— Вот и славно, вот и славно, — оживился Василий Михайлович, — а то ведь, я должен вам сказать, Платон очень уж расстроился. Говорит: «Я никак не ожидал, что Павел Иванович с человеком, в таких стеснённых обстоятельствах пребывающим, таковым образом поступить мог». Если уж быть до конца правдивым, то по сию пору на вас сердце держит…

«Ах, вот оно как, — подумал Чичиков, — вот, значит, какова его хворь», — но на словах ничем не показал своей догадки, а лишь сказал:

— Ну, вот, Василий Михайлович, теперь вы можете его на сей счёт успокоить и рассказать ему, что никакого злого умыслу у меня не было, а единственное, о чём я пёкся, так это о сохранении переданных в моё распоряжение сумм. Ну а сейчас, как только повстречаюсь с Семёном Семёновичем, тут же с ним и расплачусь.

— Собственно говоря, Павел Иванович, для этого вам вовсе не обязательно с ним встречаться. Деньги вы можете оставить у нас, тем более, что Платон, видя крайнюю нужду Семёна Семёновича, за вас с ним расплатился, другими словами, вы теперь должны Платону, а не господину Хлобуеву.

Услышавши такое, Чичиков почувствовал, как его прошиб холодный пот.
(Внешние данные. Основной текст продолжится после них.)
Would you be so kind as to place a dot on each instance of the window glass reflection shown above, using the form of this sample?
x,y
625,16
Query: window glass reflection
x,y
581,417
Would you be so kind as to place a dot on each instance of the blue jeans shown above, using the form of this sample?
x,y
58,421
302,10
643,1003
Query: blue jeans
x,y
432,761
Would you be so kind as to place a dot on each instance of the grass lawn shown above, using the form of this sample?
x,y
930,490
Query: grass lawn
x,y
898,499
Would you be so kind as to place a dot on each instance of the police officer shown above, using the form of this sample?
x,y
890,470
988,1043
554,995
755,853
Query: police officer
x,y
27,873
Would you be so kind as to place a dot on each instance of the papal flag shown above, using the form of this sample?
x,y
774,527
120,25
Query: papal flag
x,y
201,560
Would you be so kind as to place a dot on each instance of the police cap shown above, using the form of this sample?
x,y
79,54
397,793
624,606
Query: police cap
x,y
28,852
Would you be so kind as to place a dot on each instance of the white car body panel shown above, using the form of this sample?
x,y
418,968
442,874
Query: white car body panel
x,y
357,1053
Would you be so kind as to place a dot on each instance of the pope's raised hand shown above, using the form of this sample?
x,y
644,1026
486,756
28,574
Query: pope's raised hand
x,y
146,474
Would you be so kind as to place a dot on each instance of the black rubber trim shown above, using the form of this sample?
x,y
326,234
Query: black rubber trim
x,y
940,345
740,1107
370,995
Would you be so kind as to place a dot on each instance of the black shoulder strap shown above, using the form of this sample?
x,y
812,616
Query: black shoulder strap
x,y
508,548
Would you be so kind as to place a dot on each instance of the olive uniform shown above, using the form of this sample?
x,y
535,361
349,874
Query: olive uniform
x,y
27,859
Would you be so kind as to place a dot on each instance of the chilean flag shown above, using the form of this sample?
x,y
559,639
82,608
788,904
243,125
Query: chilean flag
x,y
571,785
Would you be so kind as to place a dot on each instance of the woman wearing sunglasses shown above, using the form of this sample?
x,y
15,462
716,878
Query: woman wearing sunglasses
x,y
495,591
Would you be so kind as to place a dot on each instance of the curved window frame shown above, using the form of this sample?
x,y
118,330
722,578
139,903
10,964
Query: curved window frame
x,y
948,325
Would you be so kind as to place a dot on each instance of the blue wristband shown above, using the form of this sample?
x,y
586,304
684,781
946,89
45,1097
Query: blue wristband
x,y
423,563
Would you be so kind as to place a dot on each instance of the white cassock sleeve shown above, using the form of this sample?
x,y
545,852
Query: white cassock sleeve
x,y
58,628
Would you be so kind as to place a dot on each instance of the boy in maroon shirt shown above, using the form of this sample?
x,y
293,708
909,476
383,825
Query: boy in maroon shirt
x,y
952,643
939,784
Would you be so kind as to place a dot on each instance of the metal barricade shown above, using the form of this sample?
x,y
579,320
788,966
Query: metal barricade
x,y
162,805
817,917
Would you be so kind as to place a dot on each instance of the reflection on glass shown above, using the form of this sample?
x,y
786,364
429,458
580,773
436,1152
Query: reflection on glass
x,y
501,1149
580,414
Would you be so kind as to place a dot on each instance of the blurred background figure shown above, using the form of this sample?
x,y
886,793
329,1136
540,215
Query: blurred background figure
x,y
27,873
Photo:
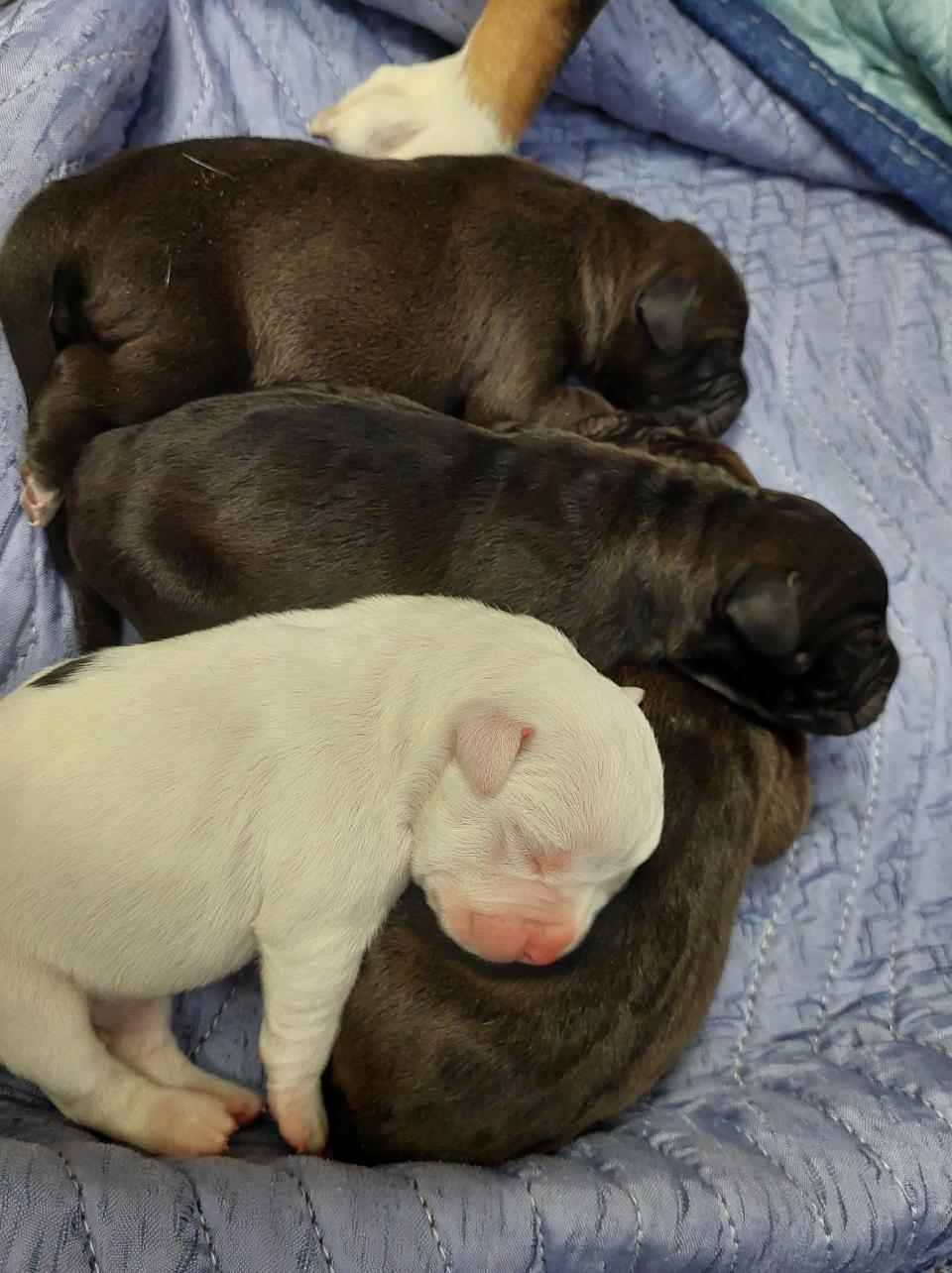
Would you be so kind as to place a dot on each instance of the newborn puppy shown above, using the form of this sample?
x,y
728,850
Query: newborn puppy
x,y
441,1057
477,101
310,497
472,286
268,789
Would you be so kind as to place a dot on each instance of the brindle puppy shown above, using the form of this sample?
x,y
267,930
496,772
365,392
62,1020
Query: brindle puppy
x,y
475,286
312,497
444,1057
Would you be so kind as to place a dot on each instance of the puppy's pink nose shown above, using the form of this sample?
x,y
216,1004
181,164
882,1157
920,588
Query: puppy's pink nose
x,y
511,938
546,944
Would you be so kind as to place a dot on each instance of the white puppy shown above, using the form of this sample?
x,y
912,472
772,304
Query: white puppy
x,y
171,811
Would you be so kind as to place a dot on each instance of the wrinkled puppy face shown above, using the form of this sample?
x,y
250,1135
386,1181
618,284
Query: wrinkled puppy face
x,y
799,632
676,352
533,829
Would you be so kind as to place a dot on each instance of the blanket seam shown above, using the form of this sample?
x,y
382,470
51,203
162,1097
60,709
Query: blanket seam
x,y
705,1177
200,65
861,1139
88,1245
813,1207
116,55
312,1217
865,844
440,1247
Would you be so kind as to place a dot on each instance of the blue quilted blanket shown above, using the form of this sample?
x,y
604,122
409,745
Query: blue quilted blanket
x,y
809,1126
Всех денег у него оставалось нынче чуть больше двенадцати тысяч, включая и те две тысячи из пяти, которыми ссудил его в своё время Платон Михайлович, ну а если брат Платон сполна расплатился с Хлобуевым, то выходило, что Чичикову нужно было отдавать сейчас семнадцать тысяч целковых, тем более что он сам не далее как пять минут назад заявил, что ездил в имение рассчитаться с господином Хлобуевым, стало быть деньги у него были с собою и он готов к расчёту. «Пропала моя головушка — подумал Павел Иванович, пытаясь сообразить, как бы ему выпутаться из этой истории. — А ведь ещё десять тысяч Костанжогло, слава богу, что без процентов», — подумал он и чуть было не застонал.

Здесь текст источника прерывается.